Speed. Toughness. Physicality. Violence.
Senior linebacker Denicos Allen embodies all those traits and more.
"You see a relentlessness with this group of guys," linebackers coach Mike Tressel said. "We've been a good defense in the past, but you haven't seen anything like this in terms of the look in their eyes and the relentlessness and exactly the characteristics we talk about when we're talking about Denicos."
It's the nearly unsettling violence that sticks out most, something that was certainly on display during a 29-6 win over rival Michigan on Saturday at Spartan Stadium. Wolverines quarterback Devin Gardner was unable to finish the game after being sacked seven times, and Michigan totaled minus-48 yards rushing.
In the center of it all, Allen had a team-high nine tackles — three for loss — and two sacks.
The performance garnered national attention for the Spartans' defense, while the win put MSU (8-1, 5-0 Big Ten) in the driver's seat in the Legends Division. Michigan State is 1½ games ahead of Nebraska and has a bye Saturday before a Nov. 16 game against the Cornhuskers in Lincoln.
Allen might not receive as much recognition as teammates like linebacker Max Bullough and defensive end Shilique Calhoun, but his impact has been just as significant. Allen's numbers are very good — 57 tackles, 11 for loss, five sacks — but the intangibles and his thirst for violence stand out.
"That is definitely my favorite part," Allen said. "They tried to move me to safety when I came up here and I told them, 'There isn't enough contact back here. I don't like covering. I want to hit somebody.'"
Allen has done plenty of that in his third year as a starting outside linebacker. The Spartans and other Big Ten schools offering scholarships initially envisioned him as a safety due to his then-5-foot-11, 210-pound frame. Allen, however, knew he was tough enough to play linebacker, something embedded in him at an early age in Hamilton, Ohio.
"I grew up in a tough neighborhood," he said. "I had tough family members that always got after me and I was always a smaller guy growing up. I wasn't really the one to get bullied. I didn't like that at all, so I was forced to be tough."
His coaches saw it right away and figured they might have something special.
"If they don't bite as a puppy, they won't bite as a dog," Tressel said. "Denicos has always bitten."
He contributed on special teams as a redshirt freshman and made a big impact by racking up a league-high 11 sacks as a sophomore in 2011. Now, with 40.5 career tackles for loss, Allen is only 7.5 shy of Julian Peterson's school record.
"He's got a knack for being around big plays," coach Mark Dantonio said. "He's an extremely tough guy."
Allen has helped push Michigan State to the top of the Big Ten rankings in total defense, scoring defense, rushing defense and passing defense.
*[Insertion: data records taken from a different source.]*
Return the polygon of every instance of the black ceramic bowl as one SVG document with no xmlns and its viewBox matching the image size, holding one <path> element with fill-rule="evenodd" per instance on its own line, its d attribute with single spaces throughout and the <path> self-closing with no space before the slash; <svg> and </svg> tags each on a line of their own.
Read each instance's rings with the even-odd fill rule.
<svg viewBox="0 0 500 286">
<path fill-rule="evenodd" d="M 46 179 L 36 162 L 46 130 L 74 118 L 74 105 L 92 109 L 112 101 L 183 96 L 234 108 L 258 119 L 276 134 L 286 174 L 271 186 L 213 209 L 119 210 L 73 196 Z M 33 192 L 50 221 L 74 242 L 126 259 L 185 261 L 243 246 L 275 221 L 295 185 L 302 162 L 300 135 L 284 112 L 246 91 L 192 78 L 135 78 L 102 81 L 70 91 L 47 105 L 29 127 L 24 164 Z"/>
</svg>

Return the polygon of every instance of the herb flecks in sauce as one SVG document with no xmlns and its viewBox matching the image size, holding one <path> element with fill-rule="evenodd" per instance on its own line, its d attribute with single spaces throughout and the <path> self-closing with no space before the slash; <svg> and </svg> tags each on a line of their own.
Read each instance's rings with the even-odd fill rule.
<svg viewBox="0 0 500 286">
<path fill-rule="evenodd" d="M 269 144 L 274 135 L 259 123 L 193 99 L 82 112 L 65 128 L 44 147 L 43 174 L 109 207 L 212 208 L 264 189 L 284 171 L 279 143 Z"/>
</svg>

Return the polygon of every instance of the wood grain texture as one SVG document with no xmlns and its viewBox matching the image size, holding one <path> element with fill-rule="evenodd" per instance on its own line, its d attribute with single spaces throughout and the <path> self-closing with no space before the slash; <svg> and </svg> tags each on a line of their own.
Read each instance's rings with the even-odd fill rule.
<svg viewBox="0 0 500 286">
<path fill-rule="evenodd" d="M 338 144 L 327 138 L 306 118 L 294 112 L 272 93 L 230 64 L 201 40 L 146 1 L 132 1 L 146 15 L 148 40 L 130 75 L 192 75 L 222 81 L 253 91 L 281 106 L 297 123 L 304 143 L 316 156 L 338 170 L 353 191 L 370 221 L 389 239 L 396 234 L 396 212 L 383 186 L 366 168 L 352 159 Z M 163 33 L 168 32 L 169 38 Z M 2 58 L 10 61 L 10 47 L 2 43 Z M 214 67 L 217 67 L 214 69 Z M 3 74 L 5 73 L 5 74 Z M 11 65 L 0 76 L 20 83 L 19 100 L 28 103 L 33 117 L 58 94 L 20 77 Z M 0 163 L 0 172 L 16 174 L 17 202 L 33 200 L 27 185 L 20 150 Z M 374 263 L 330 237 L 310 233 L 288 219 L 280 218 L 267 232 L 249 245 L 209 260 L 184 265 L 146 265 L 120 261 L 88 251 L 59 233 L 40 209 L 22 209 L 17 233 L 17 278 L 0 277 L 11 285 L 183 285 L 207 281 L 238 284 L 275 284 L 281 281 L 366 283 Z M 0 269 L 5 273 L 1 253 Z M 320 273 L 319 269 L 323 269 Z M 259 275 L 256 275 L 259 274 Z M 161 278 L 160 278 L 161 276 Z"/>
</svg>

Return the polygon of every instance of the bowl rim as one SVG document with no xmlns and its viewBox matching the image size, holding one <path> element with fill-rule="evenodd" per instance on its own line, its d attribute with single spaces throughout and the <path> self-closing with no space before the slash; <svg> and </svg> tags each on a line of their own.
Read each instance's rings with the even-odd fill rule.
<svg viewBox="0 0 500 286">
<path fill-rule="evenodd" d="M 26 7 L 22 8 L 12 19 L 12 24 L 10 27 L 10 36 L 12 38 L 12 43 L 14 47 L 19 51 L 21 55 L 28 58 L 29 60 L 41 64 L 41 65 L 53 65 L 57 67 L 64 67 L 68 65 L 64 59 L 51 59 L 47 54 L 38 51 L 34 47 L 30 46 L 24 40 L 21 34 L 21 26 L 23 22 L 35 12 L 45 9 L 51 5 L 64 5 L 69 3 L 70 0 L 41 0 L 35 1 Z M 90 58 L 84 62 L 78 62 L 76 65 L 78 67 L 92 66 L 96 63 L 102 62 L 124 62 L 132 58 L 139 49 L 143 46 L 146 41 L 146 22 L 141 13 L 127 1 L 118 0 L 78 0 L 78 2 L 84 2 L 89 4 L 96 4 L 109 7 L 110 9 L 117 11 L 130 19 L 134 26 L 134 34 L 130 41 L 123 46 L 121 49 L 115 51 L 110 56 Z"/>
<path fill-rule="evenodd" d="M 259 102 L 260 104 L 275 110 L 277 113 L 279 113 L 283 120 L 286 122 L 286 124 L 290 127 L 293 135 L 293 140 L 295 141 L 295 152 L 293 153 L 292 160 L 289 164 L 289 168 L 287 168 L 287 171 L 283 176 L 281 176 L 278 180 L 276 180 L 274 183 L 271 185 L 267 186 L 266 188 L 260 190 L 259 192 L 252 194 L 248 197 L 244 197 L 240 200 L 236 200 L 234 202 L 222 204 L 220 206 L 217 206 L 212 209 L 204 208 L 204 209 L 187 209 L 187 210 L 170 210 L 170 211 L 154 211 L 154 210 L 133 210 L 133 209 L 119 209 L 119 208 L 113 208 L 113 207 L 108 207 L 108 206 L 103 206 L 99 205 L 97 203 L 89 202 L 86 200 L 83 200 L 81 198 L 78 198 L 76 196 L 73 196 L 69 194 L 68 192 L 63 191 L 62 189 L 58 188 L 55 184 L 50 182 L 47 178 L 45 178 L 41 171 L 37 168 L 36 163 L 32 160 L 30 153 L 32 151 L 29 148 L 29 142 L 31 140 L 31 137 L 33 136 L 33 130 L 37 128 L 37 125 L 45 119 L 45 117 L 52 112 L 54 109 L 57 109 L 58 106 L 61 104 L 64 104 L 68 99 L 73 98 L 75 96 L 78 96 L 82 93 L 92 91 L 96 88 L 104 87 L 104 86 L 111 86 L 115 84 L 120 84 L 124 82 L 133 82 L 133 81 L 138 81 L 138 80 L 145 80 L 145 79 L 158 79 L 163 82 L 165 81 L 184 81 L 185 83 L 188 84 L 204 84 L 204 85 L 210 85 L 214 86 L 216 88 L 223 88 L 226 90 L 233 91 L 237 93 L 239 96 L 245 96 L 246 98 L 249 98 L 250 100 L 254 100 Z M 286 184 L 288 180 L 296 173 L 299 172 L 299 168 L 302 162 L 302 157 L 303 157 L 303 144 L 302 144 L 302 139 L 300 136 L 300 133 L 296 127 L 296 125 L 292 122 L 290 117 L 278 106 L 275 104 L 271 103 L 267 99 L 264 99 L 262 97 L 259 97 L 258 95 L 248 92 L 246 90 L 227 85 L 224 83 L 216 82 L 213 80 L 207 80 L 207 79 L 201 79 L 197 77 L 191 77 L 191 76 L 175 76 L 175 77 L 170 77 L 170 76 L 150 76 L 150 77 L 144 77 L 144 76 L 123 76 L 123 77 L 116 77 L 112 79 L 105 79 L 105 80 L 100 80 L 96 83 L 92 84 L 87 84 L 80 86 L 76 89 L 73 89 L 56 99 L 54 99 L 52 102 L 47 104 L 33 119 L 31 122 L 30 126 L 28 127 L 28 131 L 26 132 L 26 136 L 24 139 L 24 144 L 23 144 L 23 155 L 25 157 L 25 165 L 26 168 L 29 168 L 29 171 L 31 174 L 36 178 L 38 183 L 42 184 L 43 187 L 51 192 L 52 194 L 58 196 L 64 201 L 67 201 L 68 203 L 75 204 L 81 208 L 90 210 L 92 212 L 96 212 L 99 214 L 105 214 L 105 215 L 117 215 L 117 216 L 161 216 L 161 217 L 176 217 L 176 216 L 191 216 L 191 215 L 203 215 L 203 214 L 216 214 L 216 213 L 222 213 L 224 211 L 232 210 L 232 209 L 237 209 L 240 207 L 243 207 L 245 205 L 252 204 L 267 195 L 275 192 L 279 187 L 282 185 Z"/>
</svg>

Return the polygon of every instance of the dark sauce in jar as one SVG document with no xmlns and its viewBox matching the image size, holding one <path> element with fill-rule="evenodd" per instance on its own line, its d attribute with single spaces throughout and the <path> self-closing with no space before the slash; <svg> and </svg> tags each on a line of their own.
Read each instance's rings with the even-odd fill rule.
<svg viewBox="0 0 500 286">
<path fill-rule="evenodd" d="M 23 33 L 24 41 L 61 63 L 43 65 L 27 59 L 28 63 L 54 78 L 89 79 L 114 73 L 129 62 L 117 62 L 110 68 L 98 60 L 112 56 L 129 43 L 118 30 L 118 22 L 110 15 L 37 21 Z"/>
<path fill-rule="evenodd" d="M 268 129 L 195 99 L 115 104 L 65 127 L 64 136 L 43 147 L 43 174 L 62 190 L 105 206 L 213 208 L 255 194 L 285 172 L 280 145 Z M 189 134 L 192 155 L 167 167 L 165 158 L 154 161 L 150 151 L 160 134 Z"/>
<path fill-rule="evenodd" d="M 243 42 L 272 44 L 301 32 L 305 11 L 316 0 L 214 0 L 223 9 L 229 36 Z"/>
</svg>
If the Spartans can keep it up, they could get a crack at the conference's top offense in Ohio State during the Big Ten Championship game next month.
If the Spartans are able to reach Indianapolis and earn a shot at the Rose Bowl for the second time in three years, it will be largely thanks to a defense that embodies one of its key pieces.
"I think they all look at me and see the physicality, and I think that wears off on a lot of our players," Allen said. "To be on this defense, you have to be tough. Simple as that."